The research encompasses all self-identified Asian Americans in the Get-with-the-Guidelines, which is a voluntary stroke quality improvement program begun by the American Heart Association in 2003. The analysis included 64,337 Asian Americans and 1,707,962 white Americans at 2,171 hospitals nationwide that participated in the program during 2004-2016.
“I think the most important finding is that they’re not getting as much tPA and having more tPA complications, such as bleeding more. I think it gives it an urgency that maybe was lacking, an urgency that we really need to address this issue by finding innovative ways to reach Asian Americans, to educate them about stroke. We need to find culturally appropriate ways to reach out to Asian populations,” said Dr. Song, who is a vascular neurologist at Rush Medical College, Chicago.
Dr. Song is working on small-scale interventions that are culturally tailored for Asian populations. “I think the way to approach any insular community is to work from within, so that’s my goal,” Dr. Song said.
One particular finding suggested a need for better education among Asian American communities. Asian Americans were less likely than whites to report a clinical history of having heightened levels of low-density lipoproteins. “They didn’t know that they had high cholesterol, but they had a higher LDL [cholesterol levels] than Caucasians on average,” said Dr. Song.

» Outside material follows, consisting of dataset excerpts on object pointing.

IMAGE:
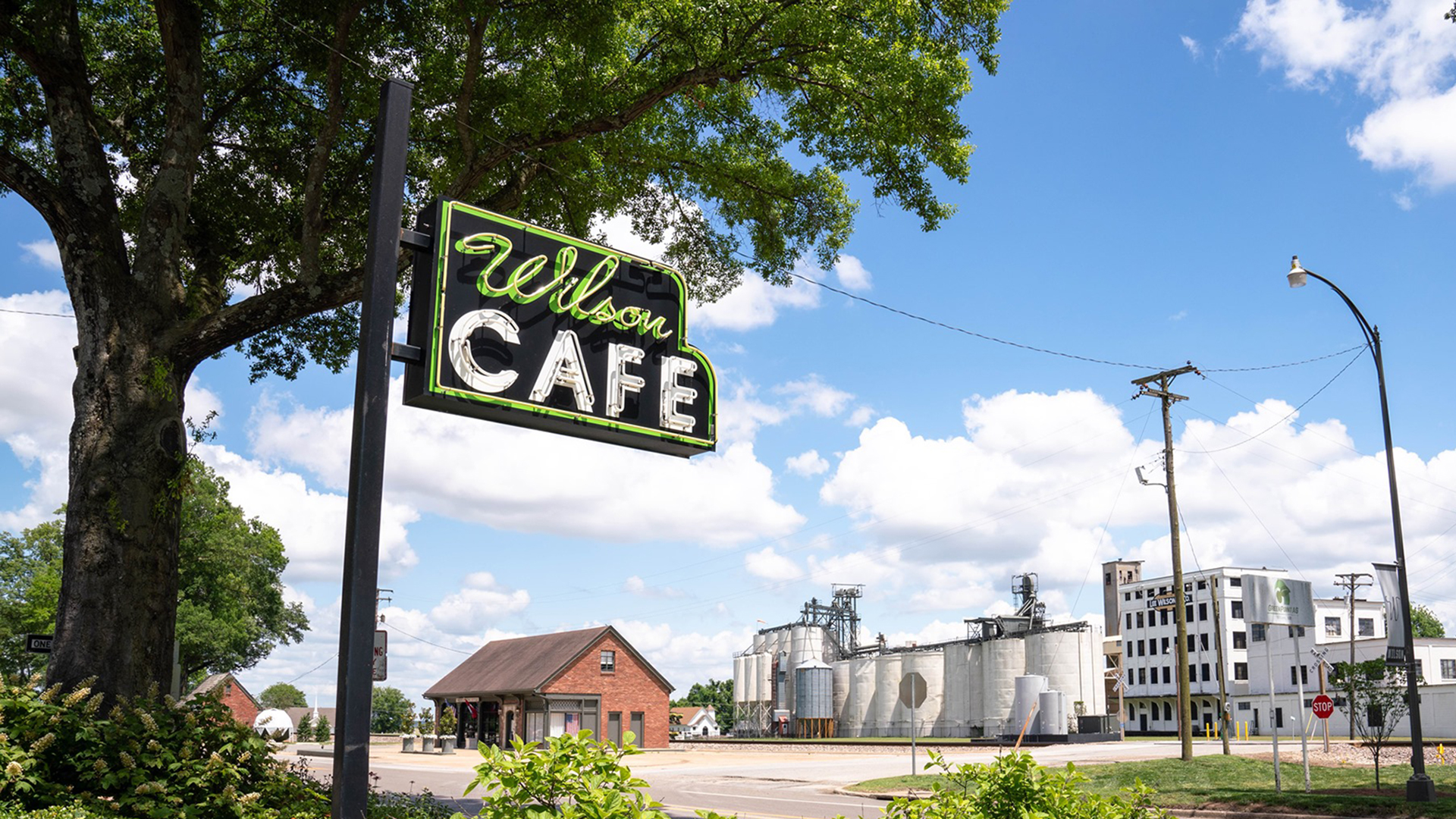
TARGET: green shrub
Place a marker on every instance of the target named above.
(570, 777)
(1017, 787)
(9, 811)
(391, 805)
(146, 757)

The mean LDL cholesterol value was 101 mg/dL in Asian Americans, compared with 95 mg/dL in whites, which was statistically significant.

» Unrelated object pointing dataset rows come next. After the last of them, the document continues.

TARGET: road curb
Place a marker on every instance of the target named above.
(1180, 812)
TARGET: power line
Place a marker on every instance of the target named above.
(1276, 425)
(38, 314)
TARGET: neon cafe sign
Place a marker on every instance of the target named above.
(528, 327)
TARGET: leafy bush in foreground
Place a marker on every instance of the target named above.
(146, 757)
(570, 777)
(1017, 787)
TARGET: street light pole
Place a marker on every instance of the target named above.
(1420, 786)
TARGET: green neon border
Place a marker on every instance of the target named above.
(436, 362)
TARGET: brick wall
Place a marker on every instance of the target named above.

White patients had higher rates of atrial fibrillation (21.2% vs. 16.0%), coronary artery disease (27.8% vs. 17.5%), and stenosis (4.7% vs. 2.0%), while Asian Americans were more prone to diabetes (38.0% vs. 29.2%).

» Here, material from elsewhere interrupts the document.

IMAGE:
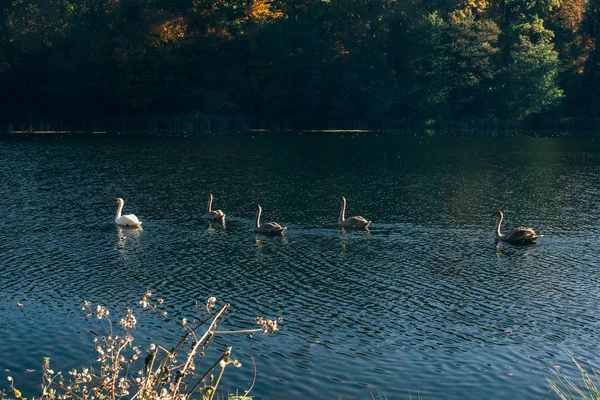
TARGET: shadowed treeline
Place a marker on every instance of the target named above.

Severe strokes (National Institutes of Health stroke score of 16 or greater) were more common among Asian Americans (odds ratio, 1.35; P less than .0001). After adjustment for stroke severity, the researchers found that Asian Americans were less likely to receive tPA (OR, 0.90; P less than .0001) and more likely to experience symptomatic intracerebral hemorrhage within 36 hours of receiving tPA (OR, 1.23; P = .003). “I think that may have something to do with the pathophysiology of Asian stroke that we don’t quite understand yet, but we can see there is a problem,” Dr. Song said.
Although in-hospital mortality was initially higher among Asian Americans, this trend switched after researchers corrected for stroke severity, leading to a better outcome for Asian Americans (OR, 0.95; P = .008). Some quality of care measures also favored Asian Americans, including receipt of stroke education (OR, 1.08; P = .02), receipt of IV tPA within 60 minutes of arrival (OR, 1.14; P = .0006), LDL cholesterol documentation (OR, 1.19; P less than .0001), and receipt of intensive statin therapy (OR, 1.15; P less than .0001). However, Asian Americans were less likely to receive a CT scan within 25 minutes of arrival (OR, 0.92; P less than .0001).
Between 2004 and 2016, both groups benefited from similar improvements, but there were differences. In 2016, a stroke in a white patient was less likely to be severe than in 2004 (OR, 0.97; P less than .0001), while there was no change in Asian Americans (OR, 1.00; P = .95).
The study is limited by the fact that the database is voluntary, which could lead to selection bias, and all Asian Americans are combined into one group. “One can argue that South Asian stroke is not the same as Japanese stroke or stroke in the Philippines,” Dr. Song said. Still, the findings suggest problems that need to be addressed. “I think it highlights the problem that Asian ischemic stroke patients don’t do as well, they bleed more, and they receive less tPA. I think that’s a big deal.”
The study received no specific funding. Dr. Song reported having no financial disclosures.